The Cowboys have won five of them. The 49ers have won three. And so many of them have become NFL classics. The rivalry has been filled with great games and great moments, miracle victories and agonizing defeats, with everything from Jimmy Johnson’s guarantee to “The Catch.”
Here’s a look at some of the greatest playoff games from one of the greatest NFL playoff rivalries of all time:
2022 NFC wild–card round: 49ers 23, Cowboys 17
Late-game chaos summed up the 2022 wild-card affair. (Getty Images)
The first playoff matchup between these two franchises in 27 years came with one of the strangest endings. The Cowboys had rallied from a 23-7 fourth-quarter deficit to pull within six points as they turned an interception from 49ers quarterback Jimmy Garoppolo into a 5-yard touchdown run by Prescott with 8:02 remaining.

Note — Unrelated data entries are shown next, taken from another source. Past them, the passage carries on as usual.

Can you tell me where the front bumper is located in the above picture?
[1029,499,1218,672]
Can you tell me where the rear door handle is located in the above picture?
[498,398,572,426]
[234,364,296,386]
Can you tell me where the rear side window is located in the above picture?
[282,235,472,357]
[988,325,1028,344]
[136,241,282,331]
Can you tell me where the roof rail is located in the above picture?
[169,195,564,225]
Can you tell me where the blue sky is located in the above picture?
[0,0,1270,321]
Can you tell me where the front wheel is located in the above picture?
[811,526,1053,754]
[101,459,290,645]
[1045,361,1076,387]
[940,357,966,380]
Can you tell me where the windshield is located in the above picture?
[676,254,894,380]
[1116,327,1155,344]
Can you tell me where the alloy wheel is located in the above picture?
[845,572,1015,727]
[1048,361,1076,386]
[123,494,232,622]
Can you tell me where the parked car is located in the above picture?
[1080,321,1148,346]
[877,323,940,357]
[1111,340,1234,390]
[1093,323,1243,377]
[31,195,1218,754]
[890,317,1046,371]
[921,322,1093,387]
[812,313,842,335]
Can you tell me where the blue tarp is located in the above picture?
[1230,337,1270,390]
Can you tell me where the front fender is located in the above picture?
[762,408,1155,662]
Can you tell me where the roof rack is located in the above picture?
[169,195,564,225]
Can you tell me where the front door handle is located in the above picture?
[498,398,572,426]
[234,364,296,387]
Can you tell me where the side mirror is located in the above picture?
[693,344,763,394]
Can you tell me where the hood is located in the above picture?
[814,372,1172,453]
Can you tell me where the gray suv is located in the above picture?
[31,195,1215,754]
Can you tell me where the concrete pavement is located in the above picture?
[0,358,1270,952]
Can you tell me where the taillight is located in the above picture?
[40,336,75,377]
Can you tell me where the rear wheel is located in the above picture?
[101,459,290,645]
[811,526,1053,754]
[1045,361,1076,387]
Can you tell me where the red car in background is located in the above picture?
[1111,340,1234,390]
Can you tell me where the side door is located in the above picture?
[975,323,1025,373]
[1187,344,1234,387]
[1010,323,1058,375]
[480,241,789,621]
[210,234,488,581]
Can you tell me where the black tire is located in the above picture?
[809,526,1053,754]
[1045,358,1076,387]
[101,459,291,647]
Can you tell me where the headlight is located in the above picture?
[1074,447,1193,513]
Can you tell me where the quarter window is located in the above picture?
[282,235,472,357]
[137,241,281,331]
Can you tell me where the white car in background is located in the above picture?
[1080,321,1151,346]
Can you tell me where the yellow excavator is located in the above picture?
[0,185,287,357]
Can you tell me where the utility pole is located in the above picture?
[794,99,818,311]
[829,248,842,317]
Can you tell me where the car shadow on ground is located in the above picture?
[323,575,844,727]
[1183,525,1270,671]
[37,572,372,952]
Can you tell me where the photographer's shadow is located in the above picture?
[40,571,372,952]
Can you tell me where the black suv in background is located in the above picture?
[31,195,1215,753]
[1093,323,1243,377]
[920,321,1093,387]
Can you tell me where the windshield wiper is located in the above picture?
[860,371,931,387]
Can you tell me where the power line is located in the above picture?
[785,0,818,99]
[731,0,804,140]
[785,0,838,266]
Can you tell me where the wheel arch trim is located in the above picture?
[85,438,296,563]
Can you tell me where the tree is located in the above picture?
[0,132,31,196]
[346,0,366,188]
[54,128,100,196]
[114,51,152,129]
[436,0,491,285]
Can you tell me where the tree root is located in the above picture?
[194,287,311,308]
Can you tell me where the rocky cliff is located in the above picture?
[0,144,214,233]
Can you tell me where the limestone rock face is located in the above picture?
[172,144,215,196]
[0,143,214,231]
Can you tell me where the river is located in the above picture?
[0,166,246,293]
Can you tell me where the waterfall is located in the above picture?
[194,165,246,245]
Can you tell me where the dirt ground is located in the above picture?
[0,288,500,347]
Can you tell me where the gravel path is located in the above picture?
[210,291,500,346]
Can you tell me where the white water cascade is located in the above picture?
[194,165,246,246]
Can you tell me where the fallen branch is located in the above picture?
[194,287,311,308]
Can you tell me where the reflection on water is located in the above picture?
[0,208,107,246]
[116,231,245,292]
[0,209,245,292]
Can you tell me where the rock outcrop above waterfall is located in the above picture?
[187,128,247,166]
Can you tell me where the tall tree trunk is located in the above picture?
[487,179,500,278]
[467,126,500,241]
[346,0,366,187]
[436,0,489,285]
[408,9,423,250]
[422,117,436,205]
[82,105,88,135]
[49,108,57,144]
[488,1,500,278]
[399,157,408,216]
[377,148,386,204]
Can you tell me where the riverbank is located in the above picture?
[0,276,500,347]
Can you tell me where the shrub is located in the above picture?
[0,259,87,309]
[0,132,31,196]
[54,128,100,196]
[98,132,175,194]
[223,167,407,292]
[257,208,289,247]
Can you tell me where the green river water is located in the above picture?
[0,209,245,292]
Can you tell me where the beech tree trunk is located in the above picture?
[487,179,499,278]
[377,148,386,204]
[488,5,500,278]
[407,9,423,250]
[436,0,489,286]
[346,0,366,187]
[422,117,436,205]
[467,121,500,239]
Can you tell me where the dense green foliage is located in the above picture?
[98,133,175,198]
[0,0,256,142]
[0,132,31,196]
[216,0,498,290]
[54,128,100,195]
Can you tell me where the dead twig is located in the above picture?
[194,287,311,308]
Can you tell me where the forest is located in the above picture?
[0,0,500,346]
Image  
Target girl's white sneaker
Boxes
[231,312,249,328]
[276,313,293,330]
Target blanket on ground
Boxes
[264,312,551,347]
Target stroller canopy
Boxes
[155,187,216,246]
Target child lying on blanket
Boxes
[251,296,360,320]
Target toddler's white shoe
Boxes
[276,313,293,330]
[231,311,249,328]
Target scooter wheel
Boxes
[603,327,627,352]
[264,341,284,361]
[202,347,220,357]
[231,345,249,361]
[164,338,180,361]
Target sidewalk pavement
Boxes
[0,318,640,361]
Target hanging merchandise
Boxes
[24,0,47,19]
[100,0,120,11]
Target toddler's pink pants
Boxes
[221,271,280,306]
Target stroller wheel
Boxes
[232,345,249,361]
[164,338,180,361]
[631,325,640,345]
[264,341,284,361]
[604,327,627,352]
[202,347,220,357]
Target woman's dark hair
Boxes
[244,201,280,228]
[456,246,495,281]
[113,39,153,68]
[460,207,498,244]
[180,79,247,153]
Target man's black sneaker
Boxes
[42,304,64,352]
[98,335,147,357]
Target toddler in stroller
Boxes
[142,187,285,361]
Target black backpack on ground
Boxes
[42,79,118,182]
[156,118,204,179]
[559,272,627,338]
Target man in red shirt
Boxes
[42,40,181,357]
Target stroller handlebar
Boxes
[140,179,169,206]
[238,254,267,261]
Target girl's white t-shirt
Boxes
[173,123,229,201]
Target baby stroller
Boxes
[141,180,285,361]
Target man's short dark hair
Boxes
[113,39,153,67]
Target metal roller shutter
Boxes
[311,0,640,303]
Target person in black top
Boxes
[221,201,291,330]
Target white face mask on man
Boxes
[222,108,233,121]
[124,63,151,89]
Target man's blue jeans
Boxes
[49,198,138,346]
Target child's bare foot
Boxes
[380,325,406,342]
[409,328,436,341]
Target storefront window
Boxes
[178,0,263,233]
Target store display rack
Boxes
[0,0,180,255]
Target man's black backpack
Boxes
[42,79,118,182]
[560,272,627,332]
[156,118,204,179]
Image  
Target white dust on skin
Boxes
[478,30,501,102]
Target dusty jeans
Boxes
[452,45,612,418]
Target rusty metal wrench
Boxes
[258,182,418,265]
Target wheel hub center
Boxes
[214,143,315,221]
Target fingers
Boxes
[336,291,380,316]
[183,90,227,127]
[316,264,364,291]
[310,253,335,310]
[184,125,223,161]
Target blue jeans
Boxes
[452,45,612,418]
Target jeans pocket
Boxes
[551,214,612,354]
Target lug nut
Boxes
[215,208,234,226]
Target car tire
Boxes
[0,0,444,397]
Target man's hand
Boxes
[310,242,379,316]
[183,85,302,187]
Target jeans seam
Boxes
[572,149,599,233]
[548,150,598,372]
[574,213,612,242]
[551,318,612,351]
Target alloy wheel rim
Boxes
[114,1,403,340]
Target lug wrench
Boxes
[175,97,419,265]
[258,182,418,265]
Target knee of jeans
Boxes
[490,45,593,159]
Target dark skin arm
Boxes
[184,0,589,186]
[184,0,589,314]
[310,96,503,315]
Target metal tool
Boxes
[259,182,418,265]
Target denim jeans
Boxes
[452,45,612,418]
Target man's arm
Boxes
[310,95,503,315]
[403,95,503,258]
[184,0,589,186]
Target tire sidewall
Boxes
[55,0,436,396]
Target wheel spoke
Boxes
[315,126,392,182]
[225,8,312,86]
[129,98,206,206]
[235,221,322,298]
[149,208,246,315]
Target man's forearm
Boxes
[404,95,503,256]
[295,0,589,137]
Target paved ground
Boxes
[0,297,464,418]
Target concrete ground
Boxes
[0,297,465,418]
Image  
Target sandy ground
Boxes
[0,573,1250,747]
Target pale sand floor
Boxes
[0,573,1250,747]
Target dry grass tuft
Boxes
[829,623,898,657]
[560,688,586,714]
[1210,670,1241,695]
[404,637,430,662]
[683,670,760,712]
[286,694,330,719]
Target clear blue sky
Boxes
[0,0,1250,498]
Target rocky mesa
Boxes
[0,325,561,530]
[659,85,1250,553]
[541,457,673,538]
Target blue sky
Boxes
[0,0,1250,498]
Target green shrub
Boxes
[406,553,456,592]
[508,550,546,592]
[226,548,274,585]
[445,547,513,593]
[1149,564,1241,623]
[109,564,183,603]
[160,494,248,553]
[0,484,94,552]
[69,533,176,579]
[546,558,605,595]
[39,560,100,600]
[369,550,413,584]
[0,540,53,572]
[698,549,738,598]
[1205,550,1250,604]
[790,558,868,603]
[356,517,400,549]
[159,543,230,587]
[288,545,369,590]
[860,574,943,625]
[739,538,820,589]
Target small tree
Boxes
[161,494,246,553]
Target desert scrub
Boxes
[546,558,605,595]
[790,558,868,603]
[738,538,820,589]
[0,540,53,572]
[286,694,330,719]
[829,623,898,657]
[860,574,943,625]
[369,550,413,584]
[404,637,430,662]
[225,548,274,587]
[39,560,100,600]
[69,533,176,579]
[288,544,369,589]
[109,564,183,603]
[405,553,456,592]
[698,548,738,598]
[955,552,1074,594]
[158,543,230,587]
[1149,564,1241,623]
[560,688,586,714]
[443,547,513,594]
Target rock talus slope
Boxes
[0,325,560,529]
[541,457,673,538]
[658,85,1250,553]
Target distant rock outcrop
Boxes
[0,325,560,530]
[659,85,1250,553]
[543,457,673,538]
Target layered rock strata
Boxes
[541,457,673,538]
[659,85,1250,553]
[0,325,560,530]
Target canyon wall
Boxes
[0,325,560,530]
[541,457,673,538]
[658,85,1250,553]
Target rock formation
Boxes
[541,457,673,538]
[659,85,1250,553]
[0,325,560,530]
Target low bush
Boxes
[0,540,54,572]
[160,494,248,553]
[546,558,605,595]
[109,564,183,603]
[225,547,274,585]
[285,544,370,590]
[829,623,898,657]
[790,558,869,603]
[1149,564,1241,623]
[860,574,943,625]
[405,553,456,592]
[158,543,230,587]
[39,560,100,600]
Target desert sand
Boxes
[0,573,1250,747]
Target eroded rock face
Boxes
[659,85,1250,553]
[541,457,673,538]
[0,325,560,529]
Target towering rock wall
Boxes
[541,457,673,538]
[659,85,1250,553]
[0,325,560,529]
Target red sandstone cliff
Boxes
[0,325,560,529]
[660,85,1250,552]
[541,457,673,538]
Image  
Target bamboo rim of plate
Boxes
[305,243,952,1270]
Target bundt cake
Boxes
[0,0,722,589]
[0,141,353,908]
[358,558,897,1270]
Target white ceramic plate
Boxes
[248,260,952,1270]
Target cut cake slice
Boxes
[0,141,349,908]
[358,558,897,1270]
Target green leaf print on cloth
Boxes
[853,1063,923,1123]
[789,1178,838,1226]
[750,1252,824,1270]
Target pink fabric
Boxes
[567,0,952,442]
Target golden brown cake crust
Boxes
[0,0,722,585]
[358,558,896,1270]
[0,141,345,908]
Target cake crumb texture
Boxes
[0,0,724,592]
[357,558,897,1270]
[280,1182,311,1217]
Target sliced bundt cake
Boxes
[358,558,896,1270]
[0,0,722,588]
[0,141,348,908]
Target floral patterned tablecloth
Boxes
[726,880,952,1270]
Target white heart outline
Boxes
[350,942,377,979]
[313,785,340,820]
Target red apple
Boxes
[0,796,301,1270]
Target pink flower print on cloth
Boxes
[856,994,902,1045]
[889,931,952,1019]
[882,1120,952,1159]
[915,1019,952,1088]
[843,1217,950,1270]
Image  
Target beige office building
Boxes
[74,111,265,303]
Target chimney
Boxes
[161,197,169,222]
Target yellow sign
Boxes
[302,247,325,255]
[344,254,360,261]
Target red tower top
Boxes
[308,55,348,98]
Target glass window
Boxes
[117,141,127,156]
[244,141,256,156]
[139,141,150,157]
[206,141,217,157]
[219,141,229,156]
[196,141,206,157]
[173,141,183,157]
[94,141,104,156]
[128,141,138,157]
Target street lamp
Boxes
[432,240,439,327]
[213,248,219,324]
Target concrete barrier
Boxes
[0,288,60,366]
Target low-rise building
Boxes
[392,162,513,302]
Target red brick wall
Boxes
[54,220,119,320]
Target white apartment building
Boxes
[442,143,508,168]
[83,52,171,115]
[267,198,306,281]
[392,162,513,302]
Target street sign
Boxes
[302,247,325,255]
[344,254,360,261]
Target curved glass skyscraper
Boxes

That’s where things got weird.
The 49ers appeared to seal the game on a 10-yard run by wide receiver Deebo Samuel with about a minute remaining, but a replay review revealed he was just short of the first down. The 49ers tried to go for it on 4th and 1 from the Dallas 38, but a false start penalty forced them to punt.
That gave Dallas the ball at their own 20 with 32 seconds remaining and no timeouts. They used three plays, including a hook-and-lateral, to get into 49ers’ territory with 14 seconds remaining. But on second-and-1 from the 41, Prescott ran up the middle — not toward the sidelines — for 17 yards and slid at the 24-yard line with about eight seconds to go. On his way to the line of scrimmage to spike the ball and set up one final heave, he bumped into umpire Ramon George. When he finally snapped the ball, time had expired.
The 49ers celebrated. Cowboys coach Mike McCarthy was told the play was being reviewed and “they were going to put time back on the clock.” “They” didn’t, leaving even 49ers coach Kyle Shanahan to marvel at the end-game chaos.
“I’m still trying to figure out where I’m at,” he said.
1994 NFC Championship: 49ers 38, Cowboys 28
The 49ers rode a blazing start in 1994 against the Cowboys to reach the Super Bowl. (Getty Images)
It’s hard to imagine a game starting out worse than it did for the Dallas Cowboys — a team coming off back-to-back Super Bowl championships and looking like a real threat to win a third. Cowboys quarterback Troy Aikman’s third pass was intercepted and returned for a touchdown. His fifth was fumbled by wide receiver Michael Irvin, setting up another 49ers touchdown. Then Cowboys wide receiver Kyle Williams fumbled the ensuing kickoff, setting up another 49ers touchdown.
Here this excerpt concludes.